In an interview with Popular Mechanics, Van Halen told how he discovered and used Variacs—initially a trade name for a brand of variable auto-transformer, but now used generically—to produce the tone that was in his head. In the article “How Eddie Van Halen Hacks a Guitar,” he explains:

“I’d bought another Marshall amp, and I had no idea that it was actually a European model. I plugged it in, and I'm waiting for it to warm up and thinking, I got ripped off here, there’s no sound coming out! Pissed off, I came back an hour later to give it another shot. I’d left the amp on the whole time. I didn’t know it was set on 220, so when I turn my guitar on it sounds like a full-blown Marshall, all the way up, except really, really quiet. That was when I realized there was something going on with the voltage ... so I went down to a place in Pasadena and asked if there was some kind of industrial-size variable transformer that would let me adjust voltage, and they introduced me to the Variac. It's just a huge light dimmer. I plugged it into the amp and controlled the voltage from that. That became my volume knob. I would set the voltage depending on the size of the room we were playing, getting all that feedback at any volume.”

At a session last week, I was the only player (other than the drummer) plugging my gear straight into the wall at the studio.

Once I knew what I needed, I did the usual predatory gear hunting. Regrettably, the models that had everything I wanted cost more than I was comfortable spending. So, I focused on industrial Variacs. I bought an old Staco 3PN1010 Variac on eBay for $64 (including shipping). This thing is built like a battleship and retails for a whopping $750. It will last longer than I will.

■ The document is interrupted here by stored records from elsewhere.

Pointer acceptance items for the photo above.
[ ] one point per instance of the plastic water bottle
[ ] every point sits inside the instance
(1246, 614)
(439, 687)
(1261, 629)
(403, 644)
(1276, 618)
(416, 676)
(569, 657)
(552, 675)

Here’s the rub: The Staco has a dial that lets you control what percentage of the electrical current you want, but there’s no voltage readout to know how many volts you’re getting. And that’s important, because if you accidentally turn the wall voltage up, you could fry your amp. So you have to use it with a separate voltmeter. I didn’t want to constantly be shoving voltmeter leads into outlets for testing, so, for a mere $8.99, I bought a voltage measuring monitor that gives me a clear blue digital readout in real time. I also bought a 3-way, T-shaped adapter ($3.33, thank you, Amazon Prime). Now I have a flat-screen digital read in the center plug telling me voltage, plus two open outlets for my amps.

Grand total: $76.32

Results: Priceless.

I’ve been using blackface Fender amps since I was 15. Back then, the standard AC voltage was 110. Now the outlets in my home run between 124 and 125, which explains why my old amps would sound great in one venue then bad in the next. Now, every amp I have sounds way better with sweet natural compression and less noise and heat. I can use bigger amps for smaller gigs and just crank down the Variac to a modest 80 percent to get the sound I’m after in any room.

Now, when you turn the AC voltage down, you’re turning the filament voltage down as well. The tubes need to be heated to at least 6V AC or it will cause cathode stripping. That’s what the 6 in 6L6/6V6 means. You can do it and it will sound great, but everything sounds great on the edge of blowing up. Play it safe and keep that voltage around 110 to 115 and your tubes are going to last longer.

People told me for years that power really makes a difference, but I was too cheap to do anything about it. Now that I have, I’m kicking myself for not doing it earlier. But Variacs may not be for you: Low power works well with vintage-style amps, but digital gear likes a clean 120. Regardless, it’s worth exploring. You can take control of your power but you don’t have to spend a fortune to get there.